Motivated by the aforementioned differential firm responses to the reform observed in the data, the paper introduces a theoretical framework with firm heterogeneity to capture such patterns. Firms in the model differ in two dimensions: their costs of training apprentices and their managerial ability. The training costs come from a sector-specific distribution and explain the heterogeneous firm responses uncovered by the reduced-form analysis, while managerial ability gives rise to the firm size distribution.

The model fits the three facts very well. High-skill sector firms with high training costs avoid apprentices, while low-skill sector firms with low training costs seek them. Moreover, the model highlights the initially high minimum wage for apprentices as an important source of inefficiency contributing to the low levels of training before the reform and it captures the incentives high-skill firms have to bunch just below the threshold, and that of low-skill firms to bunch at the thresholds.

As to the number of apprentices by firm size, high-skill sector firms choose an average number below the minimum quota, while the number is close to the maximum quota for firms in low-skill sectors. Finally, the simulated model also replicates empirical fact 3, with around 60% of firms in high-skill sectors with more than 15 workers choosing to pay the fee. Meanwhile, as in the data, almost none of the low-skill sector firms pay the fee and the fraction is relatively flat in firm size.
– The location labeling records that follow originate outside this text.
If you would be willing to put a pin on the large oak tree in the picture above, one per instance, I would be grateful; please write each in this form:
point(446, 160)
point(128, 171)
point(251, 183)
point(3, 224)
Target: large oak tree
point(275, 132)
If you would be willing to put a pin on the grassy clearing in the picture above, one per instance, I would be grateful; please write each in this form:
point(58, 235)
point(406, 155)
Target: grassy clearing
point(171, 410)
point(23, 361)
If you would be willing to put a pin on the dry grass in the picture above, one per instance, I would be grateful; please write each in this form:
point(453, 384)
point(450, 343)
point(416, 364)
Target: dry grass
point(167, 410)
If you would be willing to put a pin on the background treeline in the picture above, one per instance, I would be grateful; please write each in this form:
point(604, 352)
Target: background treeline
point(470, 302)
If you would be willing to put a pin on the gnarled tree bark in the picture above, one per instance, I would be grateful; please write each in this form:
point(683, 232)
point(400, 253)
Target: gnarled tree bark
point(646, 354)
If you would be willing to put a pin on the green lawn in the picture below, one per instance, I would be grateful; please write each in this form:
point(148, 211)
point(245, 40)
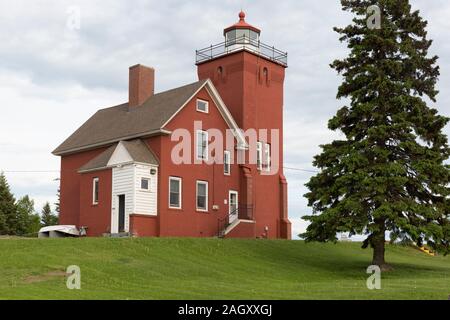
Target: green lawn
point(212, 269)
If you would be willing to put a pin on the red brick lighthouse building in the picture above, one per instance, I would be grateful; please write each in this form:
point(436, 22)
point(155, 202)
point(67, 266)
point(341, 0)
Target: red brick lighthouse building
point(121, 174)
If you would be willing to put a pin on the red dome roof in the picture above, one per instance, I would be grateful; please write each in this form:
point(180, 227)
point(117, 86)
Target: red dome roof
point(241, 24)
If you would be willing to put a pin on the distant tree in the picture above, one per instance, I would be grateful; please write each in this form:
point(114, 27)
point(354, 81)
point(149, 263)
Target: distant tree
point(29, 220)
point(388, 173)
point(47, 217)
point(7, 208)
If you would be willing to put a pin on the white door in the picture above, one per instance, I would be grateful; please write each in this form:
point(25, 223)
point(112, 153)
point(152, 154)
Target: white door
point(233, 206)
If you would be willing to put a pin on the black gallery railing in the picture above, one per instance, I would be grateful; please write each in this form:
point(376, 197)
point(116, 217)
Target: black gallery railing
point(242, 43)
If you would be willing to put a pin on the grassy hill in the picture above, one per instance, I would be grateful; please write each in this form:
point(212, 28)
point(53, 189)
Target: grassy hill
point(212, 269)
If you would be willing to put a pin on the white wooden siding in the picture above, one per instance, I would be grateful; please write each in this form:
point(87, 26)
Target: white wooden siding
point(122, 184)
point(127, 181)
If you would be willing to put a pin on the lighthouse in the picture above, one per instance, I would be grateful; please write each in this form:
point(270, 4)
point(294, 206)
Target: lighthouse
point(249, 75)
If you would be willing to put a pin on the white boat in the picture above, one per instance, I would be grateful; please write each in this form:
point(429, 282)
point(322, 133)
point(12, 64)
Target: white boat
point(59, 232)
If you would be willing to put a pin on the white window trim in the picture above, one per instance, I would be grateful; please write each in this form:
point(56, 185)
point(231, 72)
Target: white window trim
point(94, 182)
point(259, 156)
point(229, 201)
point(207, 106)
point(267, 163)
point(180, 180)
point(149, 184)
point(227, 164)
point(197, 142)
point(196, 196)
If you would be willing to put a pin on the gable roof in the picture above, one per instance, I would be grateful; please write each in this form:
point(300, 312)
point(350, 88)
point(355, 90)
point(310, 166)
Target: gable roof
point(137, 150)
point(119, 123)
point(116, 123)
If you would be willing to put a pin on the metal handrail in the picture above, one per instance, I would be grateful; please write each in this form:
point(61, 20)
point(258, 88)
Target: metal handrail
point(242, 211)
point(237, 44)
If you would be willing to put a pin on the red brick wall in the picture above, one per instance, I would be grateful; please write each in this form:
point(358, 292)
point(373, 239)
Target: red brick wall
point(96, 217)
point(187, 221)
point(70, 185)
point(255, 101)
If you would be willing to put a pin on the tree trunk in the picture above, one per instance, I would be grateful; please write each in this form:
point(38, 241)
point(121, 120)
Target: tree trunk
point(378, 244)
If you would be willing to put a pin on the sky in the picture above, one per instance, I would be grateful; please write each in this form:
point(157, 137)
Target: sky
point(56, 71)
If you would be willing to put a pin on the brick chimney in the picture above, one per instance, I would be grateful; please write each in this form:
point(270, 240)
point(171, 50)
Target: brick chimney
point(141, 85)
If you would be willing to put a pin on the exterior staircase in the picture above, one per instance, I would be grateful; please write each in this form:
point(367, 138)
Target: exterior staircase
point(242, 214)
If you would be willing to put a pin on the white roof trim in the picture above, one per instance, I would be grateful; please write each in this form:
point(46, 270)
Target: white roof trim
point(223, 110)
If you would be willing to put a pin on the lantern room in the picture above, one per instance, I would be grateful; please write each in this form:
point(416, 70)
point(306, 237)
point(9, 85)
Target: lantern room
point(241, 33)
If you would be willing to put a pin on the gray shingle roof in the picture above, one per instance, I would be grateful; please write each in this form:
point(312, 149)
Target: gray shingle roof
point(119, 123)
point(138, 150)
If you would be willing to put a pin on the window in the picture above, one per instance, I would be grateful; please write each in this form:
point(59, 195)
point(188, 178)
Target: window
point(267, 157)
point(202, 145)
point(259, 155)
point(202, 196)
point(95, 187)
point(202, 106)
point(145, 184)
point(226, 162)
point(175, 193)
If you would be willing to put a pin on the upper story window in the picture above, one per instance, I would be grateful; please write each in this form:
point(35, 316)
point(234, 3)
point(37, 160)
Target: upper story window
point(175, 192)
point(202, 196)
point(145, 184)
point(227, 162)
point(202, 145)
point(266, 162)
point(259, 155)
point(202, 106)
point(95, 190)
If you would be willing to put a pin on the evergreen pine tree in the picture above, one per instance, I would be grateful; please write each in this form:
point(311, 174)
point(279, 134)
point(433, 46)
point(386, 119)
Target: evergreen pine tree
point(389, 172)
point(47, 217)
point(29, 221)
point(7, 208)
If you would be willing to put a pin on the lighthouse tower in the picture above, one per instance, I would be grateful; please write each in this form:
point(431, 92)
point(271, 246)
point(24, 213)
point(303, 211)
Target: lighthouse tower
point(249, 76)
Implications for apprenticeship policy design

To complete the investigation, the authors use the structural model to quantify the effects of the regulation in partial and general equilibrium and to simulate counterfactual policies. The results suggest positive overall welfare effects of the apprenticeship program that could be further enhanced by considering heterogeneity across sectors. In fact, authors argue that widening the scope of apprenticeship training can have potentially large positive effects on the welfare of apprentices, on firms, and on aggregate production. The apprenticeship regulation creates winners and losers. Most directly related to the goal of improving young individuals’ opportunities, apprentices benefit from the regulation in all sectors and under all scenarios. On the firm side, the effects vary by sector: most low-skill sector firms see an increase in profits, as they are able to hire productive apprentices at relatively low wages. The main losers from the expansion of apprenticeships are incumbent trained workers, especially in low-skill sectors.

The paper conclusions then have important policy implications. First, given the large training costs many firms face, purely price-based interventions such as training subsidies would have to give sizable incentives to firms to achieve a broad increase in training. The Colombian regulation, featuring a mixture of apprentice quotas and lower minimum wages, does achieve a large increase in the number of apprentices, but it induces firm-size distortions and some reallocation towards low-skill sectors. Second, policies that take into account heterogeneity in training costs, such as sector-specific apprentice minimum wages, can deliver similar benefits from training, while inducing fewer distortions.